Ele aproveitou para cutucar Bolsonaro ao dizer que o presidente faz churrascos com carne caríssima e que não sabe o que o que o povo está passando na fila dos ossos.
Os deputados da oposição dominaram os discursos. A presidente nacional do PT, deputada Gleisi Hoffmann (PR), disse que o Auxílio é eleitoreiro e lembrou que o presidente chamava os beneficiários de "vagabundos". Ela defendeu que o valor suba de R$ 400 para R$ 600 e cuidar da transição dos 25 milhões que ficaram sem o benefício.
Para incluir mais famílias no programa, o relatório ampliou os critérios de acesso per capita (por pessoa) ao programa. Os valores tinham sido definidos em decreto do governo, mas o relator resolveu subir os valores de referência no relatório. A linha de extrema pobreza subirá de R$ 100 para R$ 105 e a da pobreza, de R$ 200 para R$ 210.

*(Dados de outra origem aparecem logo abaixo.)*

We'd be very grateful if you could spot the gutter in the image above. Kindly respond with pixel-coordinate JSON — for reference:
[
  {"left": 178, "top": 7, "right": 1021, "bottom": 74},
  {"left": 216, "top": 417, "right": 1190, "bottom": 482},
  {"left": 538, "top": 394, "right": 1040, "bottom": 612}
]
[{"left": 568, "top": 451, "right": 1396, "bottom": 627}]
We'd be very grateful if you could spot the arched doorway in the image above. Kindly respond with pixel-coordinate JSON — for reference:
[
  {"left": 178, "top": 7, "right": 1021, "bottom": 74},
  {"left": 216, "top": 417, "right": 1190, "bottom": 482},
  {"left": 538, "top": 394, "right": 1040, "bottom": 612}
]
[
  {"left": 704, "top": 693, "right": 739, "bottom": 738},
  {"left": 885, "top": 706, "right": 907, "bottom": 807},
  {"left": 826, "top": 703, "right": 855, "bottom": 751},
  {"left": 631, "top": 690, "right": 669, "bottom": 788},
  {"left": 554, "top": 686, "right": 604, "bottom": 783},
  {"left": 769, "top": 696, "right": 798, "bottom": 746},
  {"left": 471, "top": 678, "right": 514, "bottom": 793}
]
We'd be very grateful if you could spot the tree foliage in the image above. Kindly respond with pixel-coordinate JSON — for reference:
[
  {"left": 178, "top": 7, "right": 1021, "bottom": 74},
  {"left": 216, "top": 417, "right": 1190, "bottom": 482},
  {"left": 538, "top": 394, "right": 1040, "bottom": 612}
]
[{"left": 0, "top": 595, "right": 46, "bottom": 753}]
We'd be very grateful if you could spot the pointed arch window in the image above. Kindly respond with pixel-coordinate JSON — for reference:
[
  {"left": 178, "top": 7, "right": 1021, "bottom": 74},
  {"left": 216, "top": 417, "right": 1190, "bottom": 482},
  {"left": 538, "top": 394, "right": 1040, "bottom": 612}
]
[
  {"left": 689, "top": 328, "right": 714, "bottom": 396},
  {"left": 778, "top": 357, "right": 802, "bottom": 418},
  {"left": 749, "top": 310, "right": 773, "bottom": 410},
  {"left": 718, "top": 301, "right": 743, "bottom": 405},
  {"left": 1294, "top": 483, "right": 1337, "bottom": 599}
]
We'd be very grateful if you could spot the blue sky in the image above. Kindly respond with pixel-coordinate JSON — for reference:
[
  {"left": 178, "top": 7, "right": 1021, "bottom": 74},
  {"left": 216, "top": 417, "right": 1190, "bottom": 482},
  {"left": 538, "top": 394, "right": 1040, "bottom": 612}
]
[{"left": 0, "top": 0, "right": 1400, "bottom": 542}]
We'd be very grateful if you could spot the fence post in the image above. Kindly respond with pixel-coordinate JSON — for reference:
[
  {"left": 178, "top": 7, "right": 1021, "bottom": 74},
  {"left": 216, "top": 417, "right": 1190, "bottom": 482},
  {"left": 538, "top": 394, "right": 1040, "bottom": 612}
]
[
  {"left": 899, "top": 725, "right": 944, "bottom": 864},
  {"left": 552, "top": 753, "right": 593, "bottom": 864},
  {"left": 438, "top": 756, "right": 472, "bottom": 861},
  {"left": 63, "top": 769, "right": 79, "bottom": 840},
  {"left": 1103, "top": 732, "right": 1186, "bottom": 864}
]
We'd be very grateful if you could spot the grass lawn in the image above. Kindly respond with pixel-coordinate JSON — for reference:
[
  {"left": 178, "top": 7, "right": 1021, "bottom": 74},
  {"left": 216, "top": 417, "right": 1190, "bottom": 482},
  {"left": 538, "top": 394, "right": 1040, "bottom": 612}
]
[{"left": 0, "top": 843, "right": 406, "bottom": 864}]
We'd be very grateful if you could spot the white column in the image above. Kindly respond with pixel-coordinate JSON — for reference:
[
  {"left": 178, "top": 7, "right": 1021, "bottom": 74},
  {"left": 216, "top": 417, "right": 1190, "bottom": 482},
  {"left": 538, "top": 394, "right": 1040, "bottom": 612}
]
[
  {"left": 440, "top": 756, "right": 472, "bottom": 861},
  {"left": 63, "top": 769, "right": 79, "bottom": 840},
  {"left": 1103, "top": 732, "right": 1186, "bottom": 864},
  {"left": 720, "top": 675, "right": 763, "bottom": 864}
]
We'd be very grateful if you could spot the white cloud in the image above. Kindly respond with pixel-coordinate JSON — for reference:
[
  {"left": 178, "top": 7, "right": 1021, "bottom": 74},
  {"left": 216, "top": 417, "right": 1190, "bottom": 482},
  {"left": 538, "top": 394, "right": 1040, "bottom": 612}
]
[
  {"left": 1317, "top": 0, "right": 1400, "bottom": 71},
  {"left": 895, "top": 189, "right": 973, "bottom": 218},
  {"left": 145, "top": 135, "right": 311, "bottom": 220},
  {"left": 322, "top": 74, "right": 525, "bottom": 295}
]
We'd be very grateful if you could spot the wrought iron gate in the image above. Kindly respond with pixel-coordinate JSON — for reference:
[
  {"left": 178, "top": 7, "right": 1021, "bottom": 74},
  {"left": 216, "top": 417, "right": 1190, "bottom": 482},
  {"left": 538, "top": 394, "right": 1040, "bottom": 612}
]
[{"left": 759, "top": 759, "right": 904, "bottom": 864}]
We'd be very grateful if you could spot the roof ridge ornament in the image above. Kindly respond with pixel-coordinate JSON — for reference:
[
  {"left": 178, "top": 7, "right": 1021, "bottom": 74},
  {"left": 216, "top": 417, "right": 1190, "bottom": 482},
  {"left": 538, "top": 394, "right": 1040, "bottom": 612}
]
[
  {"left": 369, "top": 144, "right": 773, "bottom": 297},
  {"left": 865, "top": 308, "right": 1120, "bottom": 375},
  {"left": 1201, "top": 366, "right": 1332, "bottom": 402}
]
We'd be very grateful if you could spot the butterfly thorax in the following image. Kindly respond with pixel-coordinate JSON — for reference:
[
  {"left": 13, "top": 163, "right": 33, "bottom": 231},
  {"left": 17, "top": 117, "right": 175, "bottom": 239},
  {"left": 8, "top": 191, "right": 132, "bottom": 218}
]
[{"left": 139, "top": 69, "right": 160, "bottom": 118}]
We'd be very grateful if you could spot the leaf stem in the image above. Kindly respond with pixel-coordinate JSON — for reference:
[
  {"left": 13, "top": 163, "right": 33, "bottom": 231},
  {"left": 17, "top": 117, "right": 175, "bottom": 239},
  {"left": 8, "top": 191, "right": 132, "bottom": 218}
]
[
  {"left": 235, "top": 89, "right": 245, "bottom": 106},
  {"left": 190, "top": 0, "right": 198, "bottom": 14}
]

Marcelo Aro separou os três benefícios do núcleo de combate à pobreza dos cinco que são chamados por ele de "transformação social" e porta de saída do programa, como o auxílio esporte e iniciação científica (para famílias que tiverem bom desempenho escolar e em jogos), o criança cidadã (vale-creche), produção rural e o auxílio produção urbana (para quem conseguir emprego).
Essa divisão é também uma tentativa de conter as críticas dos especialistas que apelidaram os inúmeros benefícios de "árvore de Natal", como risco de tirar foco e recursos de que mais precisa e passa fome.
Ao tornar mais clara a separação entre a transferência de renda aos mais pobres, equivalente ao Bolsa Família, e os demais novos auxílios, o relator evita que o orçamento desta transferência básica seja consumido pelos demais auxílios, que ainda não foram testados. Segundo ele, será uma opção para o governo priorizar ano após ano quais são os programas que ele acha que deve fomentar mais.
Outra mudança importante é a retirada da limitação de cinco beneficiários por família. O relator incluiu a nutriz (mulher que amamenta) na composição familiar. No texto original ela estava fora para receber o benefício. Ele ainda incluiu a opção do beneficiário fazer o saque nas casas lotéricas e não apenas nas agências da Caixa.
Também endureceu as exigências para o vale-creche, que será pago às mães que não conseguirem matricular o filho numa creche pública. O relatório coloca inúmeras exigências para que as creches se habilitem.